It’s almost midnight. In Kuito, central Angola, a baby is dying of dehydration. Dr Wong Ting Hway labours to insert the intravenous drop but the baby’s skin is so dry it feels like plasticine.
Just as she gets the needle in, a bomb goes off. Ting Hway jumps. Luckily, the nurse who’s holding the infant jumps too… And the drip stays in. The baby lives.
Not quite a normal day in the life of a Singaporean doctor. But then, this is no ordinary Singaporean doctor.
The honour roll of Her World’s Young Woman Achiever of the Year reads like that of an over-achiever: Doctor, linguist, poet and humanitarian worker.
After graduating from Cambridge, she joined humanitarian aid organisation Medecins Sans Frontieres (MSF/Doctors Without Borders) to work in Third World countries and was sent to Angola.
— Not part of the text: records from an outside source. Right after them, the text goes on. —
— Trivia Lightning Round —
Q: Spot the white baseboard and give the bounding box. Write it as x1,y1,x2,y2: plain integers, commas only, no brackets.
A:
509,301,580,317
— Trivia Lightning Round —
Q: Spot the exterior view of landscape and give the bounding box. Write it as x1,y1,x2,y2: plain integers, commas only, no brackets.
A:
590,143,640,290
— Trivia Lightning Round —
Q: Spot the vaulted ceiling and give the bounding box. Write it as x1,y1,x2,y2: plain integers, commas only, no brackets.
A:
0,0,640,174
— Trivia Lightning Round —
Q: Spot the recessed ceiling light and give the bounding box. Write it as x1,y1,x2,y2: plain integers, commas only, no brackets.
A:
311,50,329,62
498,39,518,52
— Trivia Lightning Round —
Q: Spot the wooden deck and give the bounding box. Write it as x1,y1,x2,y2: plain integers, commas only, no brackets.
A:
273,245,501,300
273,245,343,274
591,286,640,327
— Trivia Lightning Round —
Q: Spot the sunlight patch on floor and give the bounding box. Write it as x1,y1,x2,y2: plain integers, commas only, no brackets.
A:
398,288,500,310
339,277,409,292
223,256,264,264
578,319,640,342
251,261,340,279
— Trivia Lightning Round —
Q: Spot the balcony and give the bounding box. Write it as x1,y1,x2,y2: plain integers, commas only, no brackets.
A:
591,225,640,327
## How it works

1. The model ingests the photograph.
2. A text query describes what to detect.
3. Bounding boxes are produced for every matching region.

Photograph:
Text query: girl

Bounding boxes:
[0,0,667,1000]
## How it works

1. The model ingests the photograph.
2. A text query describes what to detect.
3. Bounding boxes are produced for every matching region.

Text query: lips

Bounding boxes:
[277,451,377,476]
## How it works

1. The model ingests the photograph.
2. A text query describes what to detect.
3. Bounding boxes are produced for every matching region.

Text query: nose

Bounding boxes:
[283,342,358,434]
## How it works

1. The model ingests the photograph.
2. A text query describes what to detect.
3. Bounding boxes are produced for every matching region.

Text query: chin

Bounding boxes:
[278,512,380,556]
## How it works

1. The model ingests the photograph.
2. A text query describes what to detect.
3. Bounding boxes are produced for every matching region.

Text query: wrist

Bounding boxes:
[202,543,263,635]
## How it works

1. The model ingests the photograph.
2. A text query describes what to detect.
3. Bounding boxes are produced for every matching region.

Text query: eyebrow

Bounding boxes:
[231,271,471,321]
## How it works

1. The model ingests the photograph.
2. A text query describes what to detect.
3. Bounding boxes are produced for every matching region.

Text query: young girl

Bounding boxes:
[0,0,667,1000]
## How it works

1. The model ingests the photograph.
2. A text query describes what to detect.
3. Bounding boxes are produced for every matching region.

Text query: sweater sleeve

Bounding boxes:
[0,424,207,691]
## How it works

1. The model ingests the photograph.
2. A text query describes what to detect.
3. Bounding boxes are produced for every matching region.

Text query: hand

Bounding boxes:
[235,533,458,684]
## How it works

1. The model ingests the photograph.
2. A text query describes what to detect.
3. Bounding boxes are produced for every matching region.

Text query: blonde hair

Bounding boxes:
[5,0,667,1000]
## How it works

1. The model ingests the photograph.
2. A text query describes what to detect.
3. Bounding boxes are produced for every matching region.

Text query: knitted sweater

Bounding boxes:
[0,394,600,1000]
In September 2002, she became the first Singaporean to join the International Committee of the Red Cross (ICRC). She was on a mission to Nepal to assess the impact of civil war on medical services and give support to health posts and hospitals.
It’s a list that would make most of us look on with admiration but Ting Hway is very matter-of-fact about her accomplishments. Ask her, for example, what life amid gunfire was like and you get a simple answer: “Sometimes explosions sounded like they were very near us. But I got used to them.” She once woke up from sleep wondering if the noise that woke her up was thunder or bombing.